What setting Fannie and Freddie free could mean for the bond market

Advocates propose that explicit government guarantee for mortgages would be better for the home market

What setting Fannie and Freddie free could mean for the bond market
It sounds positively heretical to some quarters, but proponents argue that deregulating Fannie Mae and Freddie Mac could help the Trump administration realize solid gains in its bid for housing reform.

Fannie and Freddie losses have reached $150 billion and firms such as Paulson & Co and Blackstone Group want the industry and the government to work together to stem the financial hemorrhage.

The two firms are among those who sponsored the Moelis & Co blueprint, a proposal that calls for the property sector to raise tens of billions of dollars in capital for mortgage-finance companies, while also limiting the use of federal funds to offset Fannie and Freddie’s losses.

However, the blueprint is spooking investors who believe it could wreak havoc with the mortgage bond market.

Bloomberg reports that investors currently consider Fannie and Freddie packaged mortgages as guaranteed by the US government partly because they are under federal control. The report said that some investors are against the idea because limiting taxpayer rescue funds will release Fannie and Freddie to private shareholders like Paulson.
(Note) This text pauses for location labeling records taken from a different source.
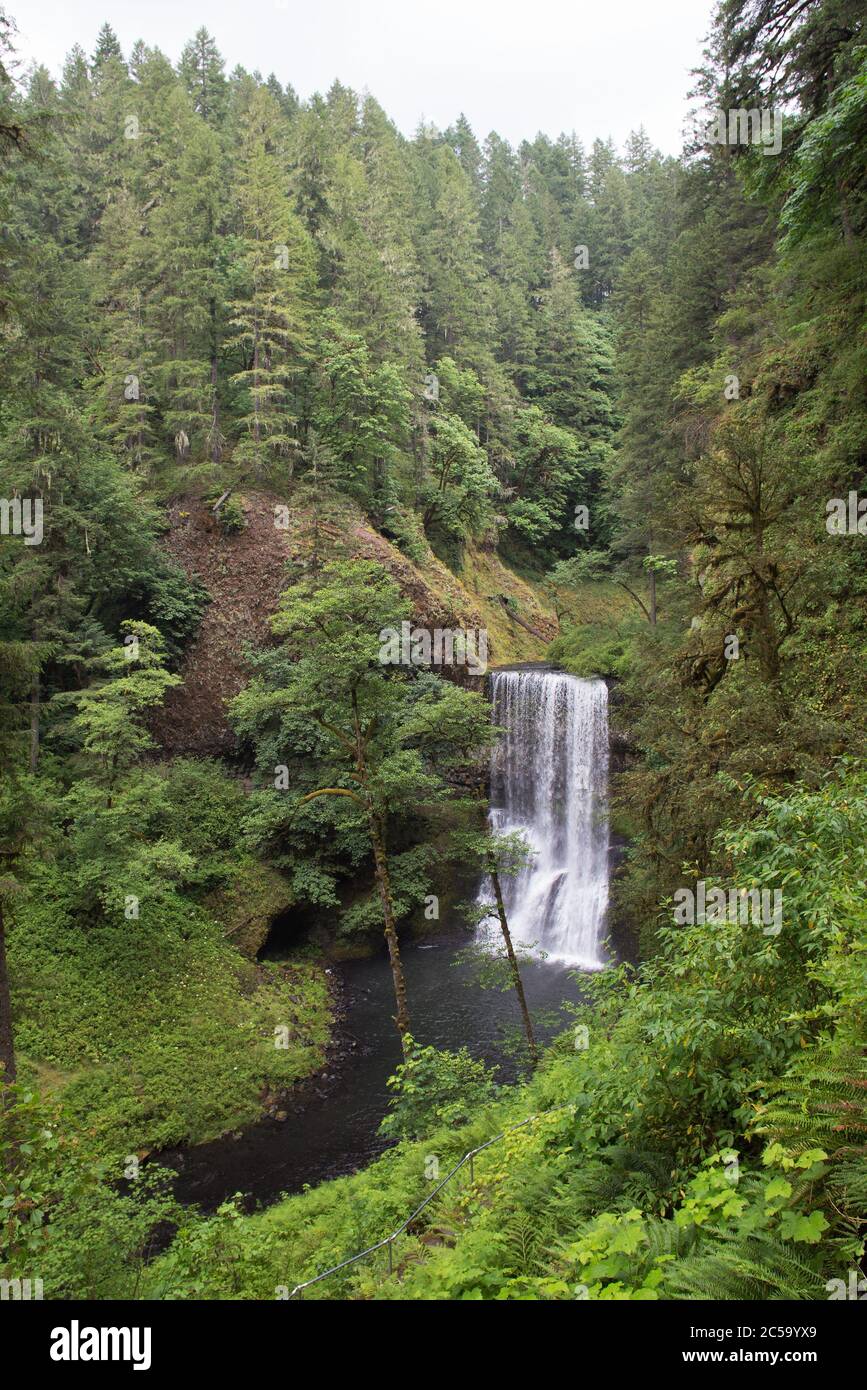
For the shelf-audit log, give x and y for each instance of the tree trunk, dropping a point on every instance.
(35, 723)
(513, 962)
(402, 1018)
(7, 1047)
(377, 836)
This could in turn upend the $5 trillion market for the bonds they issue and hurt the common homebuyer, whose low interest rates are hinged on the demand for mortgage securities.
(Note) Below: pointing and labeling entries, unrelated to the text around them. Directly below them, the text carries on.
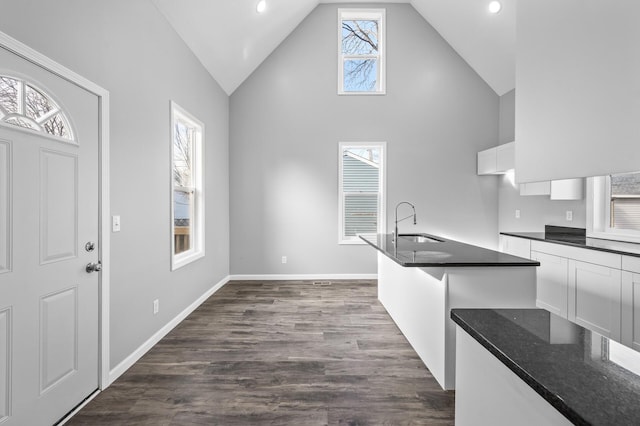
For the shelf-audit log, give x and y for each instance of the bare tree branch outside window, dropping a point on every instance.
(360, 50)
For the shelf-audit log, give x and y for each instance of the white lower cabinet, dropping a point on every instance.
(581, 285)
(552, 283)
(595, 298)
(630, 310)
(520, 247)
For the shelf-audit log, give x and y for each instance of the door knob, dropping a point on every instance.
(94, 267)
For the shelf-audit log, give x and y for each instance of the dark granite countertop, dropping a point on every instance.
(444, 253)
(585, 376)
(576, 237)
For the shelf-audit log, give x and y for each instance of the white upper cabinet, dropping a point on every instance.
(577, 86)
(497, 160)
(567, 189)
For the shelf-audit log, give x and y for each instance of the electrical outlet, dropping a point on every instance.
(115, 223)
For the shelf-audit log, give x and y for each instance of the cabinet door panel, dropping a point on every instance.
(487, 162)
(630, 327)
(594, 300)
(551, 283)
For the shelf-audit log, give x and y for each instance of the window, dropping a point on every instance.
(187, 195)
(613, 207)
(24, 105)
(361, 68)
(362, 190)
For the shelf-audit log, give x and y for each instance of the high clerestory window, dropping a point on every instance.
(187, 191)
(361, 51)
(24, 105)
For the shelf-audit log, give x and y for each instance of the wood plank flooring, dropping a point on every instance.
(278, 353)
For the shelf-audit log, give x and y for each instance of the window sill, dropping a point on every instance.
(184, 259)
(351, 242)
(613, 236)
(383, 93)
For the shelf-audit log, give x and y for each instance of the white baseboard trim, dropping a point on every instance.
(299, 277)
(119, 369)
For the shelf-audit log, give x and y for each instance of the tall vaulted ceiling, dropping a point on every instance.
(231, 38)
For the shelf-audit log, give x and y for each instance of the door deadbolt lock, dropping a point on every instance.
(94, 267)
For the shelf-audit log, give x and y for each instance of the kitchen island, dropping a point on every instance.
(422, 277)
(531, 367)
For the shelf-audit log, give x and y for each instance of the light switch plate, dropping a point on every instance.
(115, 223)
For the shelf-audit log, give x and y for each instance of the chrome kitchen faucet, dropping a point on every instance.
(395, 232)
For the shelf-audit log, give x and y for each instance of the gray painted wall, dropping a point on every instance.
(537, 210)
(128, 48)
(287, 120)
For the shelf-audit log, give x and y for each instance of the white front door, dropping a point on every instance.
(48, 213)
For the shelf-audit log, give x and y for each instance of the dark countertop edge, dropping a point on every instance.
(573, 244)
(553, 399)
(450, 264)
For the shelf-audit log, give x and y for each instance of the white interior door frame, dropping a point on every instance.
(24, 51)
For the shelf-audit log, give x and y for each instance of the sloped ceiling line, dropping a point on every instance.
(231, 39)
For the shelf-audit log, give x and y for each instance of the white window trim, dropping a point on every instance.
(366, 14)
(598, 213)
(60, 109)
(382, 215)
(198, 235)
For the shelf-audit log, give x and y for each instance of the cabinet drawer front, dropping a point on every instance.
(584, 255)
(630, 263)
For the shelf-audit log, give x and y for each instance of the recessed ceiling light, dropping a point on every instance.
(495, 7)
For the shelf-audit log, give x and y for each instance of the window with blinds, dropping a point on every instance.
(187, 191)
(361, 183)
(624, 198)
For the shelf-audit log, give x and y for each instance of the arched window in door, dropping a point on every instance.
(24, 105)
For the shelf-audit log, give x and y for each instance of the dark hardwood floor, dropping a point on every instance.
(278, 353)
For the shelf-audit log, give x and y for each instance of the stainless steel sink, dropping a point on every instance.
(418, 238)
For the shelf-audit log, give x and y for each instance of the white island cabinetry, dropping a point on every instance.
(419, 300)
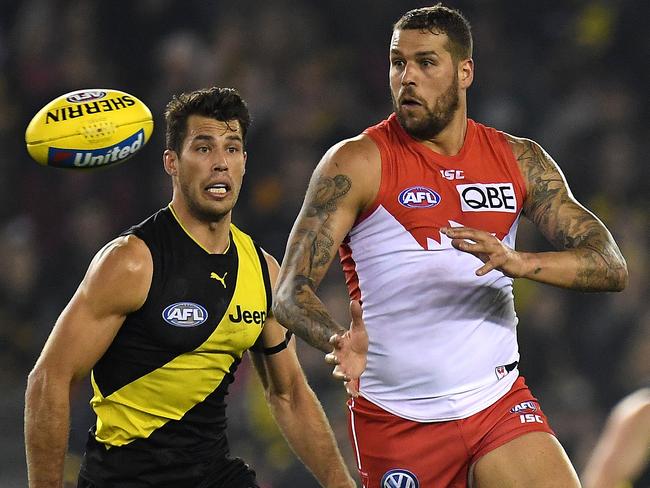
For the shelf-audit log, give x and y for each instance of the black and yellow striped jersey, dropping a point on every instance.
(159, 390)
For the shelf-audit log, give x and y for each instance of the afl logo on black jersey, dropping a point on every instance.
(185, 314)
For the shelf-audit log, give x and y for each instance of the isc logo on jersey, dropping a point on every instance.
(80, 158)
(418, 197)
(185, 314)
(487, 197)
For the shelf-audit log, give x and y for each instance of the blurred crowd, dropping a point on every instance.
(572, 75)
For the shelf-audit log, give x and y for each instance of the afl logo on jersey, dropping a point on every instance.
(399, 478)
(419, 197)
(185, 314)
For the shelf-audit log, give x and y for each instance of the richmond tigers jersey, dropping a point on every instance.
(442, 340)
(159, 390)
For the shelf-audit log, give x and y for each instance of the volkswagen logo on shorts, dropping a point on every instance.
(185, 314)
(418, 197)
(399, 478)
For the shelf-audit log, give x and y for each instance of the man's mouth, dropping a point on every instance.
(409, 102)
(218, 188)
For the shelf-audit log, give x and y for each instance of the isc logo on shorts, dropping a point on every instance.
(399, 478)
(487, 197)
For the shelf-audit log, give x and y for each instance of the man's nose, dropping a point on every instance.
(220, 162)
(408, 75)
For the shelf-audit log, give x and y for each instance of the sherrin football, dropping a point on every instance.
(87, 129)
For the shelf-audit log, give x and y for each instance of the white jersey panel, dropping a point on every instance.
(437, 331)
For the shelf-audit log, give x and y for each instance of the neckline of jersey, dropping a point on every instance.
(188, 234)
(430, 153)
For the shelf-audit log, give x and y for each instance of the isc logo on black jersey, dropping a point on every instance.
(487, 197)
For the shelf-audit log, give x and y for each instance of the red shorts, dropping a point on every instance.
(395, 452)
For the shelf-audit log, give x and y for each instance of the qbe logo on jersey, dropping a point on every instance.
(399, 478)
(487, 197)
(185, 314)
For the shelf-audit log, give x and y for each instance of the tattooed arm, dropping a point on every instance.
(588, 258)
(344, 183)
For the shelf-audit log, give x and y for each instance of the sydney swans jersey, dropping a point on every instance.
(159, 390)
(440, 336)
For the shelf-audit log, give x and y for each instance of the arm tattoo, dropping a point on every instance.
(308, 257)
(566, 224)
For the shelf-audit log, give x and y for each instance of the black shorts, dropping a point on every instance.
(229, 473)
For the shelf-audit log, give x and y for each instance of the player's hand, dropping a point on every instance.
(488, 248)
(350, 351)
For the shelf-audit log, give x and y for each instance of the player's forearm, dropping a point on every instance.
(583, 269)
(304, 424)
(297, 307)
(47, 414)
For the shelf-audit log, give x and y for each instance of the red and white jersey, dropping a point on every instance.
(440, 336)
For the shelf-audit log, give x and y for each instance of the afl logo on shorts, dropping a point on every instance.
(185, 314)
(399, 478)
(419, 197)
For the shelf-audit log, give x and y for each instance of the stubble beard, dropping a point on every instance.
(436, 119)
(204, 212)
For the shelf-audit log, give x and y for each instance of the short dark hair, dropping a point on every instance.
(222, 104)
(440, 19)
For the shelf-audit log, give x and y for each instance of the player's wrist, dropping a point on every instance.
(530, 265)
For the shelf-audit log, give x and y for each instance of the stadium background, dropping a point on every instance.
(573, 75)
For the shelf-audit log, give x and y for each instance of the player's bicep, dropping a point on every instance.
(340, 188)
(116, 283)
(549, 203)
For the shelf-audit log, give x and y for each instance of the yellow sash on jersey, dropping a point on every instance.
(139, 408)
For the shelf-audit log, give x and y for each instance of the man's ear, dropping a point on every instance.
(170, 161)
(466, 73)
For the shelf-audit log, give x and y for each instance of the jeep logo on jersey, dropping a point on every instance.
(399, 478)
(185, 314)
(419, 197)
(488, 197)
(248, 317)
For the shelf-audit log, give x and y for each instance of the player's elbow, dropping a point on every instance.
(282, 304)
(621, 276)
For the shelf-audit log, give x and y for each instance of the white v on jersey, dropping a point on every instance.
(440, 336)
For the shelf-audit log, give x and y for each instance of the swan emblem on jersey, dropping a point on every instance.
(399, 478)
(185, 314)
(418, 197)
(220, 279)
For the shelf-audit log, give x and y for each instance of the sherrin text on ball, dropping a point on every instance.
(87, 129)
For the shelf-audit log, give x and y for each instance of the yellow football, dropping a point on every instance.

“I don’t think you could sell virtually any of this debt overseas if it wasn’t government guaranteed,” Scott Simon, who managed multi-billion dollar mortgage backed securities for Pacific Investment Management Co, told Bloomberg.
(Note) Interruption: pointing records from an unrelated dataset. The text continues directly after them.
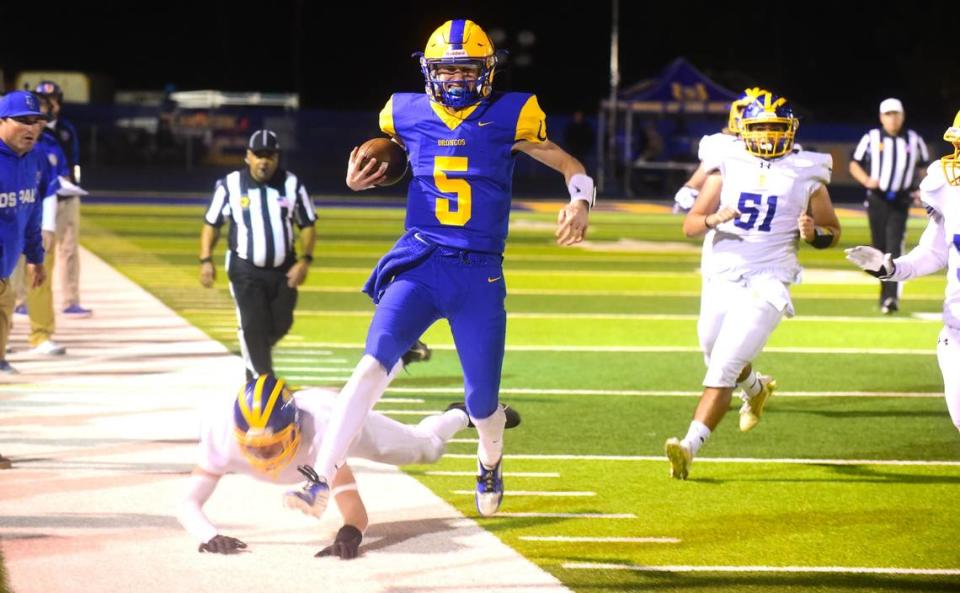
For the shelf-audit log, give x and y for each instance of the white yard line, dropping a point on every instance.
(600, 540)
(786, 569)
(665, 393)
(555, 493)
(507, 474)
(564, 457)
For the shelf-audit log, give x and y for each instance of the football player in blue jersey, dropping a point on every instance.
(461, 138)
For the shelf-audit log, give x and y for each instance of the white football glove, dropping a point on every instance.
(685, 197)
(872, 261)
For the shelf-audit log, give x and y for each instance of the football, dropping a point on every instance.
(385, 150)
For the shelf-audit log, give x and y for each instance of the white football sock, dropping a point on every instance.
(697, 435)
(445, 425)
(356, 399)
(751, 385)
(490, 431)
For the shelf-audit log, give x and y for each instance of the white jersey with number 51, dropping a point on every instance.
(770, 196)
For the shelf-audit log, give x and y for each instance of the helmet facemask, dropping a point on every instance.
(463, 92)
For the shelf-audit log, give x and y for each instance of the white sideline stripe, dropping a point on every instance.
(796, 569)
(921, 318)
(654, 349)
(905, 462)
(317, 379)
(571, 515)
(508, 474)
(667, 393)
(319, 360)
(534, 493)
(601, 540)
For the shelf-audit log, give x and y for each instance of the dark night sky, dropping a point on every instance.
(342, 55)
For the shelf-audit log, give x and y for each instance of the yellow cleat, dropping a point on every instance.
(752, 407)
(680, 458)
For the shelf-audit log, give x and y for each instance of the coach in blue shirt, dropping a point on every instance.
(24, 181)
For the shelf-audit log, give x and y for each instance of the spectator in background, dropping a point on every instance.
(892, 155)
(579, 137)
(68, 202)
(39, 295)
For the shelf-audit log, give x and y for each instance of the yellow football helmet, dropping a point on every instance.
(267, 424)
(736, 109)
(458, 42)
(768, 126)
(951, 163)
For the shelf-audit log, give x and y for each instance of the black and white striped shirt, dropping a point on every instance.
(261, 215)
(892, 160)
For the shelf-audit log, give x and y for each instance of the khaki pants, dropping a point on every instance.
(7, 300)
(40, 301)
(68, 253)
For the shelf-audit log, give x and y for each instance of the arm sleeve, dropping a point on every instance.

Paulson is hoping the Trump administration would consider the plan as an instrument for helping meet its home financing objectives.

“The key to protecting taxpayers and limiting the amount of a government backstop is to build sufficient private capital. This is what the Moelis blue print does,” the firm said in a statement.
“The unintended consequences of putting into place a full mortgage-backed guarantee are enormous,” Moelis senior advisor Landon Parsons said at a Cato Institute event last week.

He said that mortgage-bond investors want a full guarantee to get better capital treatment on Fannie and Freddie securities, but that such a guarantee could increase rates on other kinds of mortgages.

However, the Trump administration remains equivocal on the matter.

Treasury counselor Craig Phillips said at an Urban Institute forum that the administration believes the government should no longer extend implicit guarantees to Fannie and Freddie. Rather, he said, government should explicitly guarantee mortgage bonds. Undertaking the task would be difficult without legislation.

“An explicit guarantee would be good for mortgage investors and homeowners,” Invesco senior portfolio manager Brian Norris said. He said that a limited backstop would not be enough for most investors, and an unlimited guarantee would help borrowers by driving down mortgage rates.